Public Affairs Networking
Don’t close Europe’s borders, manage them

Two years after the start of the refugee crisis, migration flows to Europe via Libya are increasing while deaths in the Mediterranean have skyrocketed. Over 60,000 migrants arrived from Libya and Egypt in the first five months of 2017 – approximately one quarter higher than the same period last year. This increase has taken place despite an unprecedented level of EU coordination on migration policy.

The problem, according to a new report from the European Council on Foreign Relations, is that European policy suffers from the misguided assumption that we can close our borders to economic migrants.

In fact, shutting down avenues for legal economic migration has only resulted in more people smuggling, with undocumented migrants living on the margins of European societies. This has contributed to the rise of anti-immigration parties, which have ridden the wave of anxiety arising from the perceived link between immigration and crime or terrorism.

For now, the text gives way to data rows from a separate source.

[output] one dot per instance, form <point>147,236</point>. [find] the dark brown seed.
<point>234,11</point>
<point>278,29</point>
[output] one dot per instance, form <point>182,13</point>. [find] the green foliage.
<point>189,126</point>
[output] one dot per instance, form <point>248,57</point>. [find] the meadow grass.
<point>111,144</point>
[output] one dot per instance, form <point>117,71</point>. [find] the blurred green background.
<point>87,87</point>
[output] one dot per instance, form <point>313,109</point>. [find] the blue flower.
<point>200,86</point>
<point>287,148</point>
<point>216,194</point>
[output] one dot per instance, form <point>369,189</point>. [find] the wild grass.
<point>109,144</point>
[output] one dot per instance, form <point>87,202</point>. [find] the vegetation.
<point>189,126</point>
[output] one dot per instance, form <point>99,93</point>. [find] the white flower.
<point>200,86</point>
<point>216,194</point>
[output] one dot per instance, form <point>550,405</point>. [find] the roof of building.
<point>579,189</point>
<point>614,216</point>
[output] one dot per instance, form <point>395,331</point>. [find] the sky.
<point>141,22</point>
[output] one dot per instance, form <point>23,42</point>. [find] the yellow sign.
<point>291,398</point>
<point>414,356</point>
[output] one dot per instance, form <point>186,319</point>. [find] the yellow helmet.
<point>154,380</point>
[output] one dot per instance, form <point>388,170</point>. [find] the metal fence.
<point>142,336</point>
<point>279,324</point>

To counter this, the EU and its member states need to manage flows, rather than aiming to cut them to zero and getting more illegal migrants every year. To do this, legal migration channels need to be opened in exchange for a series of readmission agreements that shut down the illegal ones.

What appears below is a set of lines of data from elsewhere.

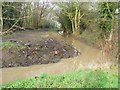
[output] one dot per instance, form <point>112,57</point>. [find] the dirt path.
<point>90,57</point>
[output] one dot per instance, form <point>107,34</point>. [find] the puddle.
<point>90,57</point>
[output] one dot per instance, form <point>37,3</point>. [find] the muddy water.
<point>90,57</point>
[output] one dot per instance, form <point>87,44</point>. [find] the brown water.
<point>90,58</point>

European states should offer legal migration visas for citizens of a given country of origin in exchange for a commitment from the government to swiftly take back all citizens of that country who have arrived illegally on EU territory. In terms of the number of visas that should be issued, the paper suggests that one quarter of illegal arrivals in 2016 would be both realistic in terms of absorption in EU countries and attractive for countries of origin. That would equate to around 45,000 additional work visas issued by EU countries each year.

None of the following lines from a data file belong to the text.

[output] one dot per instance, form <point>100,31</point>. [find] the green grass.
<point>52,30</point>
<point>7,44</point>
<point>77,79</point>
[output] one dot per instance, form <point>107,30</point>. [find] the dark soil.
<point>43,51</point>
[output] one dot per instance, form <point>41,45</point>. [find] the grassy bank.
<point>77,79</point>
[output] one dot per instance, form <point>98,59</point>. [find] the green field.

Legal migration arrangements would have the benefit of undercutting human smuggling, because only migrants who have never attempted illegal migration would be granted visas. Moreover, these arrangements would also create large remittance flows from legal migrants in Europe to countries of origin. This kind of development funding costs nothing to EU taxpayers and far outweighs European aid budgets.

The EU does not control the issuing of work visas, but it could incentivise member states to get on board with its plans. This system could be implemented through a ‘coalition of the willing’ under the ‘enhanced cooperation’ procedure, or through a multilateral agreement between countries of origin and destination countries.

The report also makes recommendations on how to have quick and fair asylum processing; create safe channels for refugees; support Libyan institution-building and Libyan communities facing the migration challenge; and boost the EU Border Assistance Mission in Libya.